Turn your eyes upon Jesus…

…and the things of earth will grow strangely dim.

From the beginning of the Bible to the end, it is all about Jesus and the wonderful love of the Father in Him. The Scriptures are soaked in pictures of Jesus the coming King, Messiah, Redeemer of the lost! He is the Seed that would crush Satan’s head. He’s pictured in Melchizedek, the priest of God Most High.

He’s foreshadowed in the account of Abraham and Isaac, his “one and only son”. Representing a type of Christ, Joseph, when in prison, alongside the baker (bread) and the cupbearer (wine) echoed beforehand the words of Jesus at the last supper, as Joseph asked them to, “Remember him”.

Mike this past Sunday led us in another look at Judges 11 and Jephthah’s sacrifice, once again bringing us back to the cross of Christ. Jesus is the Rock in the wilderness, struck and from whom flowed life-giving waters.

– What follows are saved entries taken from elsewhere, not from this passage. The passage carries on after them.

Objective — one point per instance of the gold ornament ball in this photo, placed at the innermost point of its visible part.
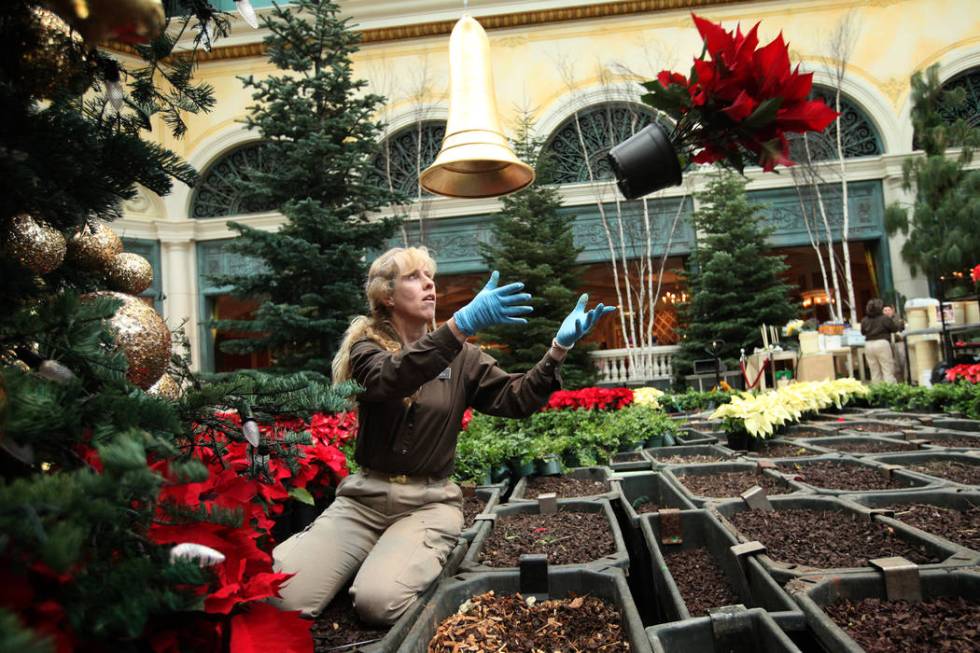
(142, 336)
(166, 388)
(129, 273)
(95, 247)
(36, 245)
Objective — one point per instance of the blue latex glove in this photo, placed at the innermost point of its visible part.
(579, 322)
(493, 305)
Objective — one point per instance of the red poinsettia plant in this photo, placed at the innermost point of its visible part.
(739, 101)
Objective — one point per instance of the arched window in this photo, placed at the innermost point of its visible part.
(969, 111)
(221, 191)
(578, 147)
(406, 153)
(859, 137)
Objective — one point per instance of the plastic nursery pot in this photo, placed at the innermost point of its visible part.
(645, 162)
(733, 629)
(609, 585)
(549, 466)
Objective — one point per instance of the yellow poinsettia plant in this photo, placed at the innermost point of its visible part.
(761, 414)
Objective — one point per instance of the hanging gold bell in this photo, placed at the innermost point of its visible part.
(475, 160)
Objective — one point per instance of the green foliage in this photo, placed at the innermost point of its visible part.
(533, 243)
(321, 139)
(735, 285)
(961, 397)
(943, 227)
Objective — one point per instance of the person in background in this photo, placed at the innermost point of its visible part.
(877, 329)
(898, 346)
(394, 522)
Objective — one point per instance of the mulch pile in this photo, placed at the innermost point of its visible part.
(338, 626)
(951, 470)
(566, 537)
(508, 623)
(701, 582)
(843, 476)
(732, 484)
(870, 446)
(825, 539)
(564, 486)
(944, 625)
(960, 526)
(472, 506)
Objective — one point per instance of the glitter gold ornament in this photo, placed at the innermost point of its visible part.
(34, 244)
(129, 273)
(94, 247)
(129, 21)
(142, 336)
(167, 388)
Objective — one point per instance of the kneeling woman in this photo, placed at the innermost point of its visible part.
(395, 521)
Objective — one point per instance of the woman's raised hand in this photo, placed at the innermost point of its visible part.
(579, 322)
(493, 305)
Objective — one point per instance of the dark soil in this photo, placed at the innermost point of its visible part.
(472, 506)
(701, 582)
(825, 539)
(566, 537)
(564, 486)
(690, 460)
(960, 526)
(872, 428)
(781, 450)
(732, 484)
(940, 625)
(870, 446)
(338, 625)
(951, 470)
(841, 476)
(963, 442)
(507, 623)
(795, 435)
(631, 457)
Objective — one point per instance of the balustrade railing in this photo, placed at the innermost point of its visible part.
(648, 364)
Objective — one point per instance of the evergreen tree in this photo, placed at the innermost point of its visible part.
(99, 476)
(735, 286)
(320, 137)
(944, 227)
(533, 243)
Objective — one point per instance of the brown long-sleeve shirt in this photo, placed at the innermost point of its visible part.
(420, 438)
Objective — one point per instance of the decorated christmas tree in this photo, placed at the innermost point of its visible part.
(533, 243)
(137, 500)
(735, 284)
(321, 138)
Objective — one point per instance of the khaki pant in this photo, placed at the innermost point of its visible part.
(880, 361)
(398, 534)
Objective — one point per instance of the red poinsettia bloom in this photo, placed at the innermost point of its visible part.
(739, 99)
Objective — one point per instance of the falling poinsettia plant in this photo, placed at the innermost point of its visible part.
(739, 101)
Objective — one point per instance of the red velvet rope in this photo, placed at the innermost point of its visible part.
(749, 386)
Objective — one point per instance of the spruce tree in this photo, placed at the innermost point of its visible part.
(944, 227)
(533, 243)
(735, 285)
(87, 454)
(320, 136)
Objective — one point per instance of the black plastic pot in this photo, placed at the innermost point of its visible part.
(814, 593)
(598, 473)
(652, 486)
(785, 571)
(645, 162)
(609, 585)
(698, 529)
(731, 630)
(471, 563)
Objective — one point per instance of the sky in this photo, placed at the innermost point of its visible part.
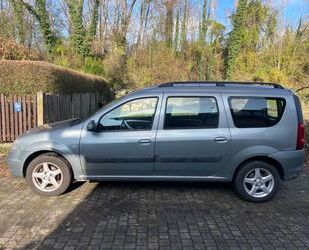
(292, 10)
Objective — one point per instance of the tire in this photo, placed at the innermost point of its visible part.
(49, 175)
(257, 181)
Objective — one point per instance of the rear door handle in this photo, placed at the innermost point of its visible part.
(220, 139)
(144, 141)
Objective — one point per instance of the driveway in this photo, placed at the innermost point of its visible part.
(149, 215)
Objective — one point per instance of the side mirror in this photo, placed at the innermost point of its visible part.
(92, 126)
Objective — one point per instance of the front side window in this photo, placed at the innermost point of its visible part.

As the details of this life disappoint, use that gift to turn to Jesus. I urge you, I implore you, I beg of you; turn your eyes upon Jesus. As you become engrossed and enamored with God’s magnificent and abundant love for you, live the final lyrics of the song:

“Then go to a world that is dying,

His perfect salvation to tell!”

This is my hope for you. This is my only hope.